I think it’s sad in rap. I got this weird feeling the other day when I was listening to Central Cee and Dave’s joint EP, Split Decision, I thought Dave sounded kinda heritage! It’s mad – I didn’t want to feel it because I love those artists and Dave is still so young.
“I think streaming has ruined the way we can take in music a bit. It might be different for someone who has grown up in a digital space, but, I remember putting on one album and battering it.”
One of your latest records “Me and My Guitar” saw you laying your own vocals for the first time on an official release – how was that process?
So, it’s been out for a few weeks now and radio loved it. But, in terms of the fans, it was a bit half-baked. For the people who have been around for a few years and are used to the dance-pop bangers to listen to when they get ready, it was definitely a miss for them. But from the record, I got a new type of fan, people that are interested in me as a person – and that’s cool. The record has also unlocked a new part of me on this journey, it’s allowing me to connect with people more. And yeah, it’s the first time I’ve ever sung on a record before, and that was challenging. I’ve always sung, but to hear my voice back, I wasn’t able to be as objective as I normally am. There were a lot of challenges that came with it, but I want to do it more. If I was to take that risk even more, I wouldn’t have put Fireboy on it. But, there’s room to grow.
Talk to me about your fashion interests. How much does it influence you creatively and affect your mood day to day?

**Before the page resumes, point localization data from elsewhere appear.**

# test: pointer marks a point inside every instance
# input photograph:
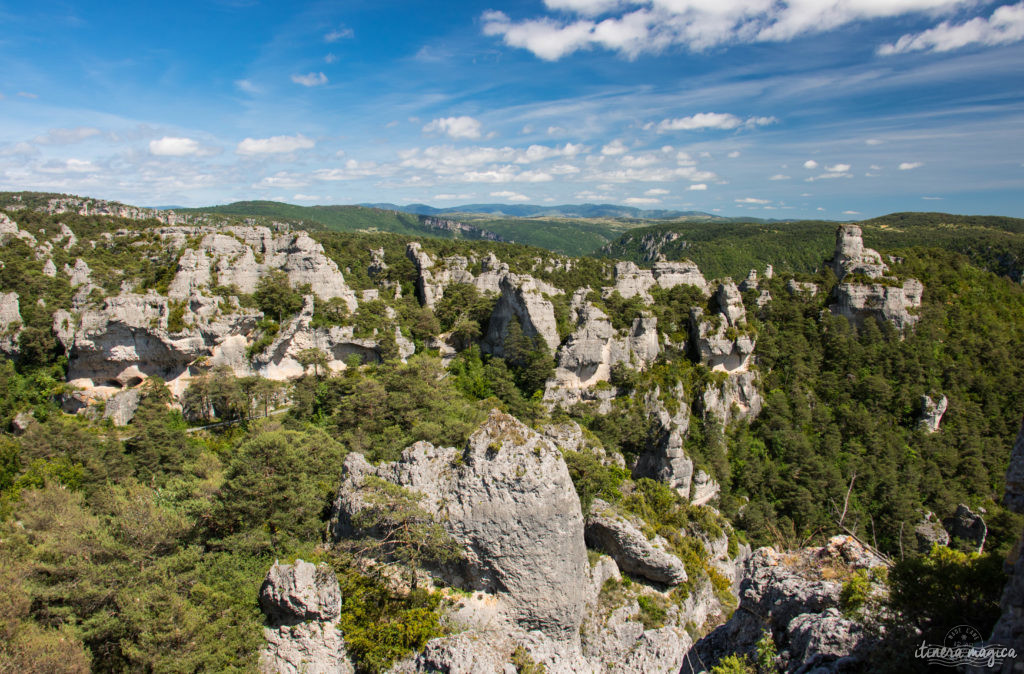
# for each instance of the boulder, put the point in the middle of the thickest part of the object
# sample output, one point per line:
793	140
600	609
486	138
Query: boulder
788	594
929	533
522	300
852	257
508	501
121	407
302	604
896	304
665	459
931	413
967	525
622	539
10	323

I’ve tried everything; more of a uniform vibe after reading one book about Steve Jobs! [laughs]. But, I do have those staples that I return to, but I do enjoy dressing up. I love Aime Leon Dore at the moment. The prices aren’t too crazy, but you feel good wearing it. I’m also working with new types of fit with my denim. For example, I’m going to Prada now and getting trousers that are tailored perfectly for me. I love dressing those up with a Gucci loafer and the KITH silk shirt. I like mixing it up. But, with ALD, I love the culture that comes with it.
With sneakers, I am wearing pretty much all Louis Vuitton. But, I only do that to gain access to that streetwear culture’s level of exclusivity, but without the 10 hour queue that comes with having to wait for the latest piece to drop for one of the more traditional streetwear brands.
“With sneakers, I am wearing pretty much all Louis Vuitton. But, I only do that to gain access to streetwear culture’s level of exclusivity, but without the 10 hour queue.”
Could we ever see you stepping into the world of fashion on a business level? Maybe collaborating with a brand?
I’m working my way into that slowly. When I recorded “Me and My Guitar,” I worked with Bentley and I loved what they were doing and the heart and care that went into it. So, we’re doing more work together now. That’s what attracts me to work with brands now – so, if I could work with someone like Nigo, I want to tap into the culture of it. But, because I do dance music, it’s harder. I guess, if I made rap music, it would be easier.